Are any of the characters drawn from people you know?
No, not entirely. All authors say that their characters are composites of people they know and I agree that this can happen. I think that Lindy has characteristics of myself, but so does her mother - because I am a daughter and a mother! Writing Lindy was the hardest thing I have ever had to do, to be honest. I think that in early drafts I saw her as an extension of myself and therefore I could not settle on how to portray her. Would she be downtrodden or feisty? Acquiescent or stubborn? Early readers of my first drafts (including the author Melvin Burgess, who gave me a masterclass as part of my MA!) picked up on this hesitancy. It took a couple of years and many revisions to settle on this version of her.
Did you have to do a lot of research into the 1800s and the cholera epidemic? Is that a period of history that always interested you?

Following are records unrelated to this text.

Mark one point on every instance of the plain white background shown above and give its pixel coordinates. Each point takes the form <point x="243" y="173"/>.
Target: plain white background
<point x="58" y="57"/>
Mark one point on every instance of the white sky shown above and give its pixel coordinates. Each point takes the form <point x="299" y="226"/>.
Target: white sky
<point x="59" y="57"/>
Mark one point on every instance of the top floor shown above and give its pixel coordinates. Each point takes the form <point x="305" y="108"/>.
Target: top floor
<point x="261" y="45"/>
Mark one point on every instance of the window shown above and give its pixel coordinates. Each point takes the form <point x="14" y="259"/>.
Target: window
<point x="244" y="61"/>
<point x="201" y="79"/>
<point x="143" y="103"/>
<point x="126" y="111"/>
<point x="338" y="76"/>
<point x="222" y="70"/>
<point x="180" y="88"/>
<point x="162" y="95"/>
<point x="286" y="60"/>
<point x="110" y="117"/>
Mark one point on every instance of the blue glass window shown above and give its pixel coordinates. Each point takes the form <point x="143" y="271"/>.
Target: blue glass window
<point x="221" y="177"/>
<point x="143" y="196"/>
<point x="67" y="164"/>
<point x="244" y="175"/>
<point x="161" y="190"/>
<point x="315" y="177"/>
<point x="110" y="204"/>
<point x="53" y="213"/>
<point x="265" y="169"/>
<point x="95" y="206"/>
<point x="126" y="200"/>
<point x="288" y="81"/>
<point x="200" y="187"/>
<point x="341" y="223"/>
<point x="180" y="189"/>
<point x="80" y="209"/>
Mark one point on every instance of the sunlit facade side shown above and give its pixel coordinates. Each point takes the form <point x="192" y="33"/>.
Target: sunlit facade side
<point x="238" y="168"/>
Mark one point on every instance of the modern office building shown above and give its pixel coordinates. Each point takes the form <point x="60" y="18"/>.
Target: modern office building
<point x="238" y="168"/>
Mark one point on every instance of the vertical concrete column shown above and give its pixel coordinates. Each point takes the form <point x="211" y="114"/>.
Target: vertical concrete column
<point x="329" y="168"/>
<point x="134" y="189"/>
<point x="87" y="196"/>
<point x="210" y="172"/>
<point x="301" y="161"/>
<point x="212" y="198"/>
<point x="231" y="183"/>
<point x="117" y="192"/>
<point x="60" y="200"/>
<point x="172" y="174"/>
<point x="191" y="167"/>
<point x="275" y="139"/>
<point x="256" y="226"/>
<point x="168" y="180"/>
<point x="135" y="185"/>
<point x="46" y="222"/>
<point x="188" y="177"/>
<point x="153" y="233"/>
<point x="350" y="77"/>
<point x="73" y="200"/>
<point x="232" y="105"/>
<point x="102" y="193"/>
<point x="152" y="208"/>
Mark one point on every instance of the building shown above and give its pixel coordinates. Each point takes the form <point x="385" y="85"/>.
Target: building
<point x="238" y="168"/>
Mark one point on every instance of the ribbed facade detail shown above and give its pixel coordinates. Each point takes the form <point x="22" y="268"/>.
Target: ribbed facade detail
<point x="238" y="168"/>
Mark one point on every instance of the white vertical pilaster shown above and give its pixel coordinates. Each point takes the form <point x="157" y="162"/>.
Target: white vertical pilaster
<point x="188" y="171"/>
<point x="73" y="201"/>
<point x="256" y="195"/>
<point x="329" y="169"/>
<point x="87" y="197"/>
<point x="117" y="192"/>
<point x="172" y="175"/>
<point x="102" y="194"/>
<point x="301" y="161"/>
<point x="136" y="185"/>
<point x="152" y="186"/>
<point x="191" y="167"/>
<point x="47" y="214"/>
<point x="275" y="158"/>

I don't know why but I have always been drawn to the Victorian era. I love the literature from that time, especially the Romantic poets, Charles Dickens, Jane Austen (she just about squeezes into it!), Henry James, Mary Shelley, the Gothic, etc. For me, what is so appealing is the stark juxtaposition of those who were trying to rationalise everything into scientific explanations, and those who were clamouring to protect the natural world and insist that mankind could not dominate it. This is seen most clearly in Shelley's Frankenstein - the Dr is so determined to go against the laws of nature and produce something incredible - but it eventually turns against him because you can't mess with nature. So, you've got a lot of fascinating developments in science going on alongside writers, like MR James, who are trying to scare people silly with stories that defy all reason.

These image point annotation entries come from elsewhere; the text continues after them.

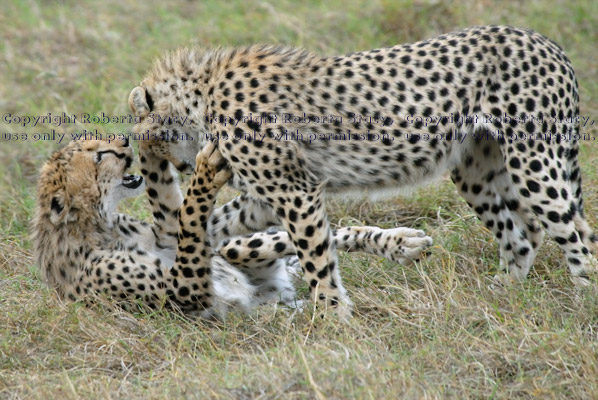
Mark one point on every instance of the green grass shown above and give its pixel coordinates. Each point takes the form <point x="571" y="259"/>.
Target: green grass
<point x="434" y="330"/>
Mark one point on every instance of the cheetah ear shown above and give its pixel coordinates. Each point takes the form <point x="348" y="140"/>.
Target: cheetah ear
<point x="57" y="211"/>
<point x="140" y="102"/>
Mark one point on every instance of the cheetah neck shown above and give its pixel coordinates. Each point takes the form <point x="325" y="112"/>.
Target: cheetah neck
<point x="63" y="250"/>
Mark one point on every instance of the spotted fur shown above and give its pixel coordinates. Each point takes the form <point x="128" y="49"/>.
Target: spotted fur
<point x="472" y="82"/>
<point x="84" y="248"/>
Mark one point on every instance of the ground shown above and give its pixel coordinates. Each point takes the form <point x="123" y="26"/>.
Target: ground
<point x="431" y="331"/>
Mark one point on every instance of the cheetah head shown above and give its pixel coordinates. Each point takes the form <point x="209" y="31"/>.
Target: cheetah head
<point x="85" y="180"/>
<point x="164" y="130"/>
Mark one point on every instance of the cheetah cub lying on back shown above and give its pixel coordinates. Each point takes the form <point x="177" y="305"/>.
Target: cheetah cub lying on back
<point x="495" y="106"/>
<point x="84" y="247"/>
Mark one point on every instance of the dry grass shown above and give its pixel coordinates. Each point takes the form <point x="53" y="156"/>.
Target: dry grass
<point x="431" y="331"/>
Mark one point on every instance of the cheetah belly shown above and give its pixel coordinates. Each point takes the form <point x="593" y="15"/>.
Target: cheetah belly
<point x="393" y="170"/>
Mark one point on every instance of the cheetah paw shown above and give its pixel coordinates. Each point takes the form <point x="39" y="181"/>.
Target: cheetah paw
<point x="405" y="245"/>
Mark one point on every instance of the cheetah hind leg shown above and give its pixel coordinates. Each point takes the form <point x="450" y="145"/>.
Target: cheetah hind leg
<point x="484" y="182"/>
<point x="260" y="250"/>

The idea for my story came about after reading about the Victorian art of making mourning jewellery out of a deceased person's hair. It disgusted me somewhat but it was fascinating, too. I then started wondering about what would happen if this memento mori would act as a conduit for the dead to communicate with the living, and I decided to explore that through a link between a girl in the present day and one in the past. I did lots of research on Victorian Oxford - the cholera plagues, how and where they started and what happened, newspaper articles from that time. I also visited the two graveyards mentioned in the book - they were created to help deal with the increasing number of dead people due to cholera outbreaks. The hardest thing is ensuring that the parts in which the Victorians speak sound genuine and not too stilted and of course not too modern!
I'm trying to stay spoiler free here, but that ending!!! Did you always plan to have that epilogue? And will there be a sequel?
At first I had a different ending - it's hard to explain without giving it all away! And then the current one came to me and I thought it would be a better fit. As for a sequel, I'd quite like to develop the story but it depends on how well this sells!
Finally, what is your all-time favourite cocktail?
It should be a Bloody Mary but I absolutely love a well-made Margarita.
Well, fingers crossed we get a sequel and here is a recipe for what I think is a very well-made Margarita! Since it's Halloween I've decided to try out a Blood Orange Margarita. Take a shaker and fill with ice. Add a shot of tequila, 1/2 shots of Cointreau, blood orange juice and lime juice, dash of Campari and dash of sugar syrup. Shake well and pour into a glass with a salt rim.